After this function gets executed, it is removed from the callback stack. Then the main() is also removed as nothing is left to be called from the program. This is how a synchronous program gets executed.


Now, let's see how asynchronous functions or programs get executed inside NodeJS. We need the callback stack, Node APIs and callback queue all together to process an asynchronous function.

Let's start by looking at this example:


As usual, when the program starts executing, first the main() function gets added to the callback stack. Then console.log("Start") is called and added to the callback stack. After processing, the output is visible on the terminal and then it gets removed from the callback stack.


Now the next is the setTimeOut(...Zero...) function which gets added to the callback stack.

As this is an asynchronous function, it will not get processed in the callback stack. It is then added from the callback stack to the Node APIs where an event is registered and a callback function is set to get processed in the background.


Next is the setTimeOut(...Two..) which also gets added to the Node API from the callback stack as it is an asynchronous function. Then another callback function gets set to be processed after a 2 second timeout in the background. Up until this point other functions can be performed.

This is called non-blocking behaviour where all the synchronous functions are processed and executed first and asynchronous functions are processed in the background while waiting their turn to get executed.

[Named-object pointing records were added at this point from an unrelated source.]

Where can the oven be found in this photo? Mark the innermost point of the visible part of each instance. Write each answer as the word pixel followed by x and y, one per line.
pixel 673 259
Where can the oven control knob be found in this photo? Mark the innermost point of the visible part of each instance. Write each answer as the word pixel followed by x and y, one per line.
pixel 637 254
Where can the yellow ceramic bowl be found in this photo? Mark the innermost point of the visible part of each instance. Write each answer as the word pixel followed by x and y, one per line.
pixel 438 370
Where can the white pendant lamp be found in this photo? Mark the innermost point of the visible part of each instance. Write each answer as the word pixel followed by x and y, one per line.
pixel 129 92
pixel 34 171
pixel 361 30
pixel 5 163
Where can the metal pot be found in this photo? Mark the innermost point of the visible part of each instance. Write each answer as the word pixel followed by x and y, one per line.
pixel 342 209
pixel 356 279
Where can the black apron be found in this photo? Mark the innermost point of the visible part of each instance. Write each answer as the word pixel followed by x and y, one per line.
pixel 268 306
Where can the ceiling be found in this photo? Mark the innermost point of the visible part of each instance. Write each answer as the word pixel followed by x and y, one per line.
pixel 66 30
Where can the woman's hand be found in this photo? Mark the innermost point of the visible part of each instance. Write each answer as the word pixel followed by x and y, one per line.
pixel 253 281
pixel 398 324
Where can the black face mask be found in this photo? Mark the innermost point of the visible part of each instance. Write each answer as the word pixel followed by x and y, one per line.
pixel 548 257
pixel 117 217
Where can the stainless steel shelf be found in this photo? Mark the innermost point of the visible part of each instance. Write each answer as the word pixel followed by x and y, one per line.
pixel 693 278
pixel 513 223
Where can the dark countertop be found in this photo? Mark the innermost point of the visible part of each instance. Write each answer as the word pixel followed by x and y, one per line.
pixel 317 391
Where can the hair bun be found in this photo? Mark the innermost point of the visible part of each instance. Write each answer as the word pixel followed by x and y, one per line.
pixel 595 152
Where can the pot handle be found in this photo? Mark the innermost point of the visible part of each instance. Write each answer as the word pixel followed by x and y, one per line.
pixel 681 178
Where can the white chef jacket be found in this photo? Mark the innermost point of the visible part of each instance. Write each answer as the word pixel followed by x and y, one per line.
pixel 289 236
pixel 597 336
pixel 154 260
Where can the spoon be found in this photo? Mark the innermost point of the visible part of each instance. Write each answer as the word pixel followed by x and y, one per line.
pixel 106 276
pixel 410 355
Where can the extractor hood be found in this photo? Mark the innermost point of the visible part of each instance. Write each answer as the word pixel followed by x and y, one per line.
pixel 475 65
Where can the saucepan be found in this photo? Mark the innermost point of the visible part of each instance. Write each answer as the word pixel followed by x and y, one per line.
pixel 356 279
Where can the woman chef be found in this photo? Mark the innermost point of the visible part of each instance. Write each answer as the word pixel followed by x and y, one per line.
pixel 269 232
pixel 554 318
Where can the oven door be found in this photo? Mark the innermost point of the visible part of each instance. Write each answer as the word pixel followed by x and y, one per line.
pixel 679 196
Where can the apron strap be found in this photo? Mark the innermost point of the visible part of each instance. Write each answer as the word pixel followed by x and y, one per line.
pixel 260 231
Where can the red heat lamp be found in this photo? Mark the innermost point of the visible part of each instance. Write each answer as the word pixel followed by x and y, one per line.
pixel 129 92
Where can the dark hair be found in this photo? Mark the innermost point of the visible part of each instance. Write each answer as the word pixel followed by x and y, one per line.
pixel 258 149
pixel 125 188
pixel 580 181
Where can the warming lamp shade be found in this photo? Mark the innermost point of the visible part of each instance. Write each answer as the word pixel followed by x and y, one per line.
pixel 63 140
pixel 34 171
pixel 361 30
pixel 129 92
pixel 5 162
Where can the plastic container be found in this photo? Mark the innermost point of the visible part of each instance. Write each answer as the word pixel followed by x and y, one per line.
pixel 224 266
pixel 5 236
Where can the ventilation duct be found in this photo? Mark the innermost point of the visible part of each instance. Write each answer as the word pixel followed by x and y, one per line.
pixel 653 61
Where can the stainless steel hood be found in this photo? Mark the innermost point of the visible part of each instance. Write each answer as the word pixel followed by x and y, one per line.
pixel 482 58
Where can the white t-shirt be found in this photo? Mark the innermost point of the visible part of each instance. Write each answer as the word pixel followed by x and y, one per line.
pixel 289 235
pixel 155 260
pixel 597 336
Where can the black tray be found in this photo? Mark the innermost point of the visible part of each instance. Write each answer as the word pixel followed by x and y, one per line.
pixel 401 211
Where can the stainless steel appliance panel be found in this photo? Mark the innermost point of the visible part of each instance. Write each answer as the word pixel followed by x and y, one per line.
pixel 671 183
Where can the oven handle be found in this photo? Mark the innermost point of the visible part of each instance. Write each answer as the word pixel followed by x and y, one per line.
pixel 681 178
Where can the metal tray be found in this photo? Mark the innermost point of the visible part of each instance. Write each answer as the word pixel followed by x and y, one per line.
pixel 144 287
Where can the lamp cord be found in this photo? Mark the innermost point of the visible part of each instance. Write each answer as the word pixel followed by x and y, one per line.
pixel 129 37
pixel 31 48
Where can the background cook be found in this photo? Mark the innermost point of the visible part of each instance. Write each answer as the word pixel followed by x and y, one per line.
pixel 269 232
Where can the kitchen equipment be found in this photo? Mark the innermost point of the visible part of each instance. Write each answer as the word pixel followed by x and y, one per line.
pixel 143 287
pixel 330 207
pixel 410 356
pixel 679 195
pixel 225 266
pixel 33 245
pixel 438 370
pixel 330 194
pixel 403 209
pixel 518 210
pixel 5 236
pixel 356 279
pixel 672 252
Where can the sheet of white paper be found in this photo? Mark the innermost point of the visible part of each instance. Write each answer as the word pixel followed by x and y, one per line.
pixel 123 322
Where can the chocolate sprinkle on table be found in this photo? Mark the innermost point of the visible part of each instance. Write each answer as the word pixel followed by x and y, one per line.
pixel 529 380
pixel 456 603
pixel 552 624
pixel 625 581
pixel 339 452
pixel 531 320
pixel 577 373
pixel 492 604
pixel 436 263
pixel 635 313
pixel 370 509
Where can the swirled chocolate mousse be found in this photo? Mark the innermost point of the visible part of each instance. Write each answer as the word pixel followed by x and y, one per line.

Next, the console.log("End") function is called at last in the callback stack and gets processed here. You can see the output on the terminal. Now, all the synchronous functions are processed, and main() is removed from the callback stack.

In the background, all the asynchronous functions get processed and their callbacks are stored in the callback queue. The one which is processed first will be added first in the queue for execution in the callback stack.


Note: Asynchronous functions cannot run inside a callback stack until it gets emptied. That means that after main() is removed from call stack, only then can all asynchronous functions start executing.

Now, one by one they are pushed to the callback stack using the event loop and finally get executed. Each of the callback functions will print the value with the console.log() function getting called each time.


At last, these are also removed after being executed and now the callback stack is empty.


This is how NodeJS will execute synchronous and asynchronous funtions inside the environment and how the event loop manages to call asynchronous functions.


In this article, you learned the internal working of NodeJS and saw how asynchronous programs get executed.

Now you should understand why the two second time delay function does not block the rest of the program from executing. You also know why the zero second delay function prints the value at last after "End" prints.